The search strategy used in electronic databases failed to identify some eligible studies. Previous systematic reviews(38,39) on the subject used broader search strategies such as the following: ("quality of life" OR "health status indicators") AND ("intensive care units" OR "critical care" OR "critical illness" OR "sepsis" OR "adult respiratory distress syndrome") and ("quality of life" OR "long-term outcome") AND ("intensive care" OR "critical care" OR "critically ill patients" OR "ICU patients" OR "critical care patients" OR "ICU stay" OR "ICU"). Dowdy et al.(38) included the terms "sepsis" and "acute respiratory distress syndrome" in the search strategy because an eligible study identified before conducting the search was not identified when using the initial terms. However, we complemented the search in the reference lists of other systematic reviews and relevant publications on the subject.

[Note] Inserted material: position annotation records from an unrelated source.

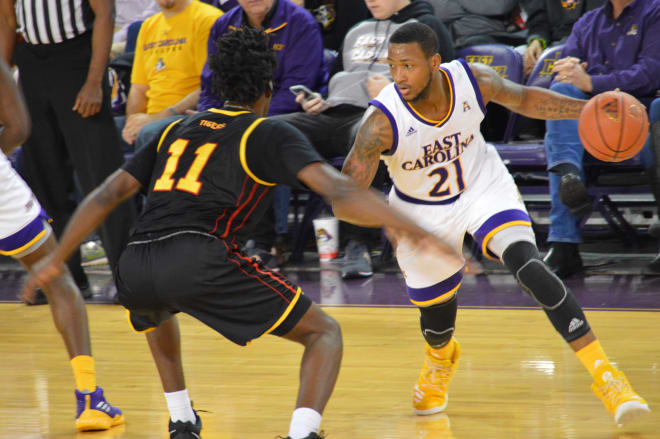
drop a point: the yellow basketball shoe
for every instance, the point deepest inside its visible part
(436, 426)
(95, 413)
(613, 388)
(430, 394)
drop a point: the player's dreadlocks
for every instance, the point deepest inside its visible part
(243, 66)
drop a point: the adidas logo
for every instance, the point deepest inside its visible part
(575, 324)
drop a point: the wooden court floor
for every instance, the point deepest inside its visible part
(516, 379)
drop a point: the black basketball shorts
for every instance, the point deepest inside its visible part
(209, 279)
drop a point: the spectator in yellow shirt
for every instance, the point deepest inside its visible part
(169, 58)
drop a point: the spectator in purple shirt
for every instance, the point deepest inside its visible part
(296, 39)
(615, 46)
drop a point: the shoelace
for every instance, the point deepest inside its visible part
(614, 390)
(437, 373)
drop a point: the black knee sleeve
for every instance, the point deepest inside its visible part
(438, 322)
(518, 254)
(557, 301)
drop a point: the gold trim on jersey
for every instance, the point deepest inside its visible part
(451, 105)
(167, 130)
(489, 236)
(286, 313)
(24, 247)
(242, 149)
(440, 299)
(226, 112)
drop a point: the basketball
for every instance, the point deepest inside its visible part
(613, 126)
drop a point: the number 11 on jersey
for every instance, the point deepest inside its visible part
(189, 183)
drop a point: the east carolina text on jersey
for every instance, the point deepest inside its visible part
(441, 151)
(434, 161)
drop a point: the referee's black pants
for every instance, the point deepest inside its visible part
(62, 142)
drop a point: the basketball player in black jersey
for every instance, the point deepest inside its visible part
(207, 177)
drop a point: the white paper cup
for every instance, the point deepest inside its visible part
(326, 231)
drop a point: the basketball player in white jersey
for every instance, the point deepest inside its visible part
(26, 236)
(425, 126)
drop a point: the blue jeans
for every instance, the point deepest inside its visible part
(562, 145)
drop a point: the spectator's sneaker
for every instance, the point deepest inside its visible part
(93, 253)
(95, 413)
(613, 388)
(430, 395)
(309, 436)
(357, 262)
(186, 430)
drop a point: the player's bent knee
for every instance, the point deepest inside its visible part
(437, 322)
(559, 304)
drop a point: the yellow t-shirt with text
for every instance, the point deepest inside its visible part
(171, 53)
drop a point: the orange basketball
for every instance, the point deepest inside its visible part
(613, 126)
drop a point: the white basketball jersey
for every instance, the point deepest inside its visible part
(432, 162)
(18, 206)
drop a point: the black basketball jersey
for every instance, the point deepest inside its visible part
(214, 171)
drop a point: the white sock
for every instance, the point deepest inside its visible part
(303, 422)
(179, 406)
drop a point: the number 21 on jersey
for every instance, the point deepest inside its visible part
(443, 187)
(189, 183)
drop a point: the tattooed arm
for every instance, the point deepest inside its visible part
(374, 137)
(534, 102)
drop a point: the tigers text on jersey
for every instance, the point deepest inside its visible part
(433, 162)
(214, 171)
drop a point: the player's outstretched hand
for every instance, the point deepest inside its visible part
(43, 273)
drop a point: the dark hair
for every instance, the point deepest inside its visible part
(417, 33)
(243, 65)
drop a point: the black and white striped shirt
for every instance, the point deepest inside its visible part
(53, 21)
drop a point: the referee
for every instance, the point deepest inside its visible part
(61, 48)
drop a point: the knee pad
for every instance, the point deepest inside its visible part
(559, 304)
(437, 322)
(543, 285)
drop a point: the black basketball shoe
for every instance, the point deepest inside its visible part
(186, 430)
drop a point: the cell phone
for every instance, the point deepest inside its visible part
(301, 89)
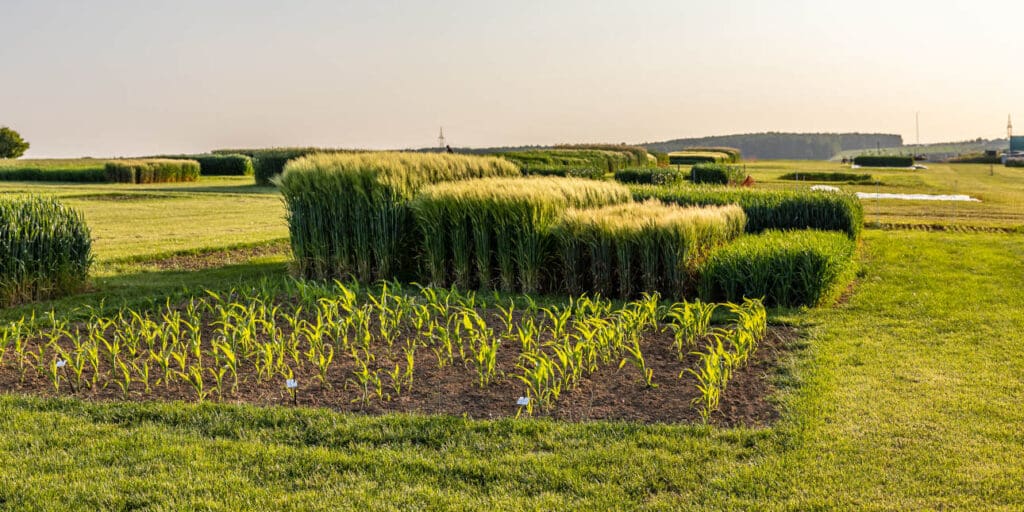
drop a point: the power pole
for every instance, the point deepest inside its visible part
(918, 129)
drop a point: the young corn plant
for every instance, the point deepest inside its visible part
(635, 356)
(689, 322)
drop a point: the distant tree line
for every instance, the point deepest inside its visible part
(774, 145)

The scope of this review was comprehensive; therefore, the heterogeneity of the studies was a limitation, precluding their comparison. We chose to broaden our review to better describe the potential burden of ICU hospitalization on long-term HRQOL. Future, high-quality studies in specific populations are necessary to prepare meta-analyses for specific ICU groups.

FINAL CONSIDERATIONS

Long-term, health-related quality of life is compromised among intensive care unit survivors when compared with the corresponding general population. However, long-term, health-related quality of life is not significantly affected by the presence of sepsis, delirium or acute kidney injury during intensive care unit stay when compared with that of critically ill patient control groups. High-quality studies are necessary to quantify the health-related quality of life of intensive care unit survivors.